I was asked recently by a young man desiring pastoral ministry how a pastor battles his pride and embraces humility? Without much thought, I fired these 3 things out and upon further reflection would still stand by them:
Surround yourself with other men who will speak with brutal honesty into your life. Last Saturday, less than 24 hours before I had to step into the pulpit to preach, one of our pastors came to me after reading my sermon with concerns. Nothing in regard to doctrinal errors. He just felt like I had lacked the effort in specific and clear application that normally accompany my sermons. Concerned my very busy week was the culprit, he approached me in love to push me to make some last minute adjustments. Some would say this was unnecessary and even out of line, but he felt comfortable to do what most pastors would call “off sides” going into Sunday. His recommendations, as always, proved to be very helpful and my sermon improved because of it.
He, as well as other men in our church, have been faithful to speak with brutal honesty in the same way in regard to other areas of my life. We all need men who will say things to us no one else will and confront us in ways that will push us to grow in holiness and faithfulness.
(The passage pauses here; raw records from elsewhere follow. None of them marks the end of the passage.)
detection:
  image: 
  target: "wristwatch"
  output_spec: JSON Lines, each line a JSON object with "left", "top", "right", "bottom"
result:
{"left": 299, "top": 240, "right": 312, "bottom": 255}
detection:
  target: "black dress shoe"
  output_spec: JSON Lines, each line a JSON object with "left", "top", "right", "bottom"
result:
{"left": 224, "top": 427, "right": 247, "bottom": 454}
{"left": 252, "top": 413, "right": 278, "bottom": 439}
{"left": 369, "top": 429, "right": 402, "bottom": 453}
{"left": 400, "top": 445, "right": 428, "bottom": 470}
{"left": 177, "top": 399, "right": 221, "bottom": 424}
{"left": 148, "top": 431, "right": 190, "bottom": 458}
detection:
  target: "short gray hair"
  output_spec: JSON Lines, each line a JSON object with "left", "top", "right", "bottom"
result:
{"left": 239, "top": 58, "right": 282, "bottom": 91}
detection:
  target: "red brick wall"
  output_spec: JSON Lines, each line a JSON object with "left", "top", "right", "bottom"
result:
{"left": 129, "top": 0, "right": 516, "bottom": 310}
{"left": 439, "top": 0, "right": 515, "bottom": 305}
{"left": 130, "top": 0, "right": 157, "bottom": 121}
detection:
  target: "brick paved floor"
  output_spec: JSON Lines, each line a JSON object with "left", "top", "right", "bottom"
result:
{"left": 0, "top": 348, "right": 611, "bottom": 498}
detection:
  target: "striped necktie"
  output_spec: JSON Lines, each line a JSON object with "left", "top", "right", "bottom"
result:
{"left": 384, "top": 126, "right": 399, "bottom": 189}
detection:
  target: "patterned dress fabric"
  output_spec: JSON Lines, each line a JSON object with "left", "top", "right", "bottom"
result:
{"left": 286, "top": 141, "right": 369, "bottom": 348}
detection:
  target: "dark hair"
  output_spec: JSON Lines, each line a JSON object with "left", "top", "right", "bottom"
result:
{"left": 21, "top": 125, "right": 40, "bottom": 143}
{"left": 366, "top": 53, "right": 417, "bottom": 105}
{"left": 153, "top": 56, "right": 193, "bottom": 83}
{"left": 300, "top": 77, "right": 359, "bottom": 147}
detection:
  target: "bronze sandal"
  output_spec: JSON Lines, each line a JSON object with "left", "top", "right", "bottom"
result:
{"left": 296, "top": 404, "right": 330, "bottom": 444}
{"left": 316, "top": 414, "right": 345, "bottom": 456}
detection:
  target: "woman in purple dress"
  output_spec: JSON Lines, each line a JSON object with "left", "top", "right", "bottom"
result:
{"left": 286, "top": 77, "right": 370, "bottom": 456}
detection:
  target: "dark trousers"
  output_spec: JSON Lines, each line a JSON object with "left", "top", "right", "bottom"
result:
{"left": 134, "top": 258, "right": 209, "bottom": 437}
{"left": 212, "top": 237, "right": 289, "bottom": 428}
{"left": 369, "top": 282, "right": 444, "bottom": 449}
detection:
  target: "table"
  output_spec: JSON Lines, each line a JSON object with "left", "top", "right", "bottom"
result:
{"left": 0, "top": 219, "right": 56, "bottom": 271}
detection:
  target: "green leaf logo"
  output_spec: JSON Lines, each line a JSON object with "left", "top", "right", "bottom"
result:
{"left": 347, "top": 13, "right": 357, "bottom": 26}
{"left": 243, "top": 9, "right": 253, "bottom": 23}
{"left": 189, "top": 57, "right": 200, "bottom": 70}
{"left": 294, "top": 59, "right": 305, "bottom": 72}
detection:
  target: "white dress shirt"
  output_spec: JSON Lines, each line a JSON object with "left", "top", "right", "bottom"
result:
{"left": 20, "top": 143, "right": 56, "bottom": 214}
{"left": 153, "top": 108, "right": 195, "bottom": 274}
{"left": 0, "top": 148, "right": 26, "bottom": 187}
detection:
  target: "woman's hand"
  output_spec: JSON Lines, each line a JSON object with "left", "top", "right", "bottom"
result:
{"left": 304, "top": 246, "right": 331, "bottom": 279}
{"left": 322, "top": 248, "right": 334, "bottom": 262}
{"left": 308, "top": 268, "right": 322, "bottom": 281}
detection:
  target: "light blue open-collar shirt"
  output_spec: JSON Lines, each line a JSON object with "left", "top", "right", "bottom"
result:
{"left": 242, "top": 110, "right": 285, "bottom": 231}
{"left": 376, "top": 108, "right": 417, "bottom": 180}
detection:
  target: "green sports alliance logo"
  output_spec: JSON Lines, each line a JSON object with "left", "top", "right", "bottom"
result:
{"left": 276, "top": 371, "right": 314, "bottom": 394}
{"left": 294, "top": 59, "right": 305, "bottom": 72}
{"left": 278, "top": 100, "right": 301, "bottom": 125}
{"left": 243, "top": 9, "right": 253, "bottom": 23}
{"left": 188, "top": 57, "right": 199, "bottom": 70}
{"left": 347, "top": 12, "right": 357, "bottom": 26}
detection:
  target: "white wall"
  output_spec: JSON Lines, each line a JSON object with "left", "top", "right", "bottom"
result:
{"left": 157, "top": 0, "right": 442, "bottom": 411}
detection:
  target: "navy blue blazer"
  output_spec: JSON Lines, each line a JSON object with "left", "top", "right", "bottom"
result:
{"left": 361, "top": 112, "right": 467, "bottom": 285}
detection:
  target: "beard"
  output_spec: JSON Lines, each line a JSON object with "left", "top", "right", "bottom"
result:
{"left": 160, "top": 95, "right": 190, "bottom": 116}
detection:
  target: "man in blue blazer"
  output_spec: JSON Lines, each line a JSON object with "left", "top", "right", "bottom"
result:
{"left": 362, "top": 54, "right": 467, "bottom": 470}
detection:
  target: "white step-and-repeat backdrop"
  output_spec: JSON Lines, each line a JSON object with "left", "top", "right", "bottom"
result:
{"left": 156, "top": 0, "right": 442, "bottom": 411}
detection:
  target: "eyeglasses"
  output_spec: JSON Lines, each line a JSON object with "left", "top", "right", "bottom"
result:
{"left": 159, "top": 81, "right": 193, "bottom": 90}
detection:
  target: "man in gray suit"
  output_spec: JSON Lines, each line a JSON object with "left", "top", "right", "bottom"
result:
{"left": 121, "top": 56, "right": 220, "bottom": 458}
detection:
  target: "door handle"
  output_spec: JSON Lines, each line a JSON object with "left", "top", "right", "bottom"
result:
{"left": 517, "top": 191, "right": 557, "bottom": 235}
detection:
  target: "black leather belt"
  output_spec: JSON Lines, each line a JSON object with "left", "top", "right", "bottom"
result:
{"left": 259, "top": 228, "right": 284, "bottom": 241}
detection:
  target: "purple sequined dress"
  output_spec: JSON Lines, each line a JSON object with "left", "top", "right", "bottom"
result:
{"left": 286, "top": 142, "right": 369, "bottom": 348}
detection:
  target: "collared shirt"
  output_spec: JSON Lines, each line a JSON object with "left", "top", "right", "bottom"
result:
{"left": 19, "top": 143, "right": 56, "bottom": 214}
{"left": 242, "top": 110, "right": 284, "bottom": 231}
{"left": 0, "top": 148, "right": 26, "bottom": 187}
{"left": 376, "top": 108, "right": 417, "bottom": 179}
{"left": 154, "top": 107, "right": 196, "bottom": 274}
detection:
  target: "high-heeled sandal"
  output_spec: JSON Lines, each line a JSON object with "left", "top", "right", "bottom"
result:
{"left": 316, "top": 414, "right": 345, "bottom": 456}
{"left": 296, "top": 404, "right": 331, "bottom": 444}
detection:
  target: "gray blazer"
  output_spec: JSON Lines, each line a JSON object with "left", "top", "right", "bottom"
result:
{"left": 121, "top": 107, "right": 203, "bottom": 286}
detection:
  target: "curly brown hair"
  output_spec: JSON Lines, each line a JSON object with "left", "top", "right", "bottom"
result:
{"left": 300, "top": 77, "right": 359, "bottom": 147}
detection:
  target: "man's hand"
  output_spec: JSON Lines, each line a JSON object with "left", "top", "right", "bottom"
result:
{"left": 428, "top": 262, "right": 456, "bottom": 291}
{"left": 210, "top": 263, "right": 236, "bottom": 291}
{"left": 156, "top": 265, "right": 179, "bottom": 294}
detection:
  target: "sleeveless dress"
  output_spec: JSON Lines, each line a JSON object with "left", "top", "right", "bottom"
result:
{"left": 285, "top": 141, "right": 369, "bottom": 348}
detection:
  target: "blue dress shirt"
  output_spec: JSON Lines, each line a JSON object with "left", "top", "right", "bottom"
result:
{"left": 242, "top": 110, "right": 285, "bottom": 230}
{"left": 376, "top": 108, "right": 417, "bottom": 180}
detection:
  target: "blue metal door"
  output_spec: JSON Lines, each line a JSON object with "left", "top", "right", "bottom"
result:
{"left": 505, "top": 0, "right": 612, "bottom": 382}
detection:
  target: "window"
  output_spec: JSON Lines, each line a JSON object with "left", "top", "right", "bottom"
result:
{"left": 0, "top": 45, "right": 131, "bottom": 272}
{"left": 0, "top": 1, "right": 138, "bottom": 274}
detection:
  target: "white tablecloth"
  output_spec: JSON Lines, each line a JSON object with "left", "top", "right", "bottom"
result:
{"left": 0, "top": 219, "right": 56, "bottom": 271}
Without these kinds of men to contrast the regular amounts of praise we receive from others, pride is certain to take root and grow.
Encourage your wife to be supportive, but unimpressed with you. This is one of the greatest gifts a pastor can have in ministry. To read more, see this previous post.
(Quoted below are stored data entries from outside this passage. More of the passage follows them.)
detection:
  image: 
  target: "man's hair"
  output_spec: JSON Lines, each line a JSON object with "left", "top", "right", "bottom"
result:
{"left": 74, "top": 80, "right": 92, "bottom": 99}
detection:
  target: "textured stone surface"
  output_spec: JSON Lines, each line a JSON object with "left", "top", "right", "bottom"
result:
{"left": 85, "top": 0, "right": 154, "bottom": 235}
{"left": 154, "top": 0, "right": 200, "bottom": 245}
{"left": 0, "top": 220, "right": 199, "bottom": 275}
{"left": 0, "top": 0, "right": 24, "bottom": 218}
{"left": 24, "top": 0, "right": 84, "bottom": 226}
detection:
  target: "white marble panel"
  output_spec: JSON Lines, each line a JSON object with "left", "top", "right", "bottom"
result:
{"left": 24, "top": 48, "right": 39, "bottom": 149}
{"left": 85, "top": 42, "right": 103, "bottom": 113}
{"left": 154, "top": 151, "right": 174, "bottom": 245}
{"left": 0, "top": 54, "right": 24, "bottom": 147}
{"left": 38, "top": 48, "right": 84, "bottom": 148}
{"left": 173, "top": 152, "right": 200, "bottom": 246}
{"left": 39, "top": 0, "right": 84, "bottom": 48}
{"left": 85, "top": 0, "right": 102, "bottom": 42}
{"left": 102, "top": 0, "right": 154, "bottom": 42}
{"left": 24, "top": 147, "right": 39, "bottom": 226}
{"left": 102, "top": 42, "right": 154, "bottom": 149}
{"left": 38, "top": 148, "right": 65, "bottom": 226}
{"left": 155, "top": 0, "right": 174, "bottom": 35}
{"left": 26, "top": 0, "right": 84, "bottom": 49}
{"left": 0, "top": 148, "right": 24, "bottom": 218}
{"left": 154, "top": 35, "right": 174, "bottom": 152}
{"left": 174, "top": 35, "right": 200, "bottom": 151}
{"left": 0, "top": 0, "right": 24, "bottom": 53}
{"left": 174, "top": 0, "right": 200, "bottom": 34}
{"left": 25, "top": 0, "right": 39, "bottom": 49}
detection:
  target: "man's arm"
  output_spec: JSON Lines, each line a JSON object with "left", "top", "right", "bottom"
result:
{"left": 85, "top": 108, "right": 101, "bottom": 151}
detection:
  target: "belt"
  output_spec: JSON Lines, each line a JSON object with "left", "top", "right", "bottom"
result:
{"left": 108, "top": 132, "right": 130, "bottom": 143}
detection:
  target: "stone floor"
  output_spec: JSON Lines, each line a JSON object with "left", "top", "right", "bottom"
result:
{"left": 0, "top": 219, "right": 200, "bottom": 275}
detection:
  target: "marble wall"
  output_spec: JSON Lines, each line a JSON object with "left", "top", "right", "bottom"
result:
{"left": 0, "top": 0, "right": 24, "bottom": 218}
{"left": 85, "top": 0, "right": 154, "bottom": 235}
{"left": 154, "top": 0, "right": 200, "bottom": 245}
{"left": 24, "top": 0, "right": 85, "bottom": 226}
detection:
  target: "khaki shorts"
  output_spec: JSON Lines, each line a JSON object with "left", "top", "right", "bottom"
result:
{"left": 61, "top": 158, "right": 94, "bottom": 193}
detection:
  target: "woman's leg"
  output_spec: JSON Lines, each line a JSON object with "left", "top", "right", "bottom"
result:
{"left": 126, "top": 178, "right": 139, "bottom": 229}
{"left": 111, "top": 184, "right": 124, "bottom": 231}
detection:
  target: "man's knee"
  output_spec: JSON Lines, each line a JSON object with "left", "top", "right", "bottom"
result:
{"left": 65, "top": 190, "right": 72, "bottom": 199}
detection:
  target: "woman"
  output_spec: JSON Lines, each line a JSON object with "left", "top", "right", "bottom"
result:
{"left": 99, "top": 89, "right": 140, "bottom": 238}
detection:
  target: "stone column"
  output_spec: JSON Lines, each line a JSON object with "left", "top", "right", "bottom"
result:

Live as if at any moment you could sin and destroy your ministry. One of the lies pride can convince us of is that we don’t have to play by the same rules as everybody else. Regardless, whether you think you can sin in this way or not…you can. Only a fool would bait the enemy in such a way to say, “No way would I ever cheat on my wife or steal money from the church.” The men I know who have committed these sins and destroyed their ministries (both who served as pastor of a church where I served on staff) never thought they were capable.
Though we are not to live with a spirit of fear, it will cultivate humility to live with a healthy fear of the Lord and awareness of the depth and capability of our sinful hearts. This will only encourage every pastor to walk with the Lord with the kind of brokenness that will protect our hearts and heighten our sensitivity to the ways we struggle with sin.
There are few books I highly recommend more than CJ Mahaney’s book, Humility. I try to read it every year. If you have never read it, I strongly encourage you to place it on the top of your list to buy and read.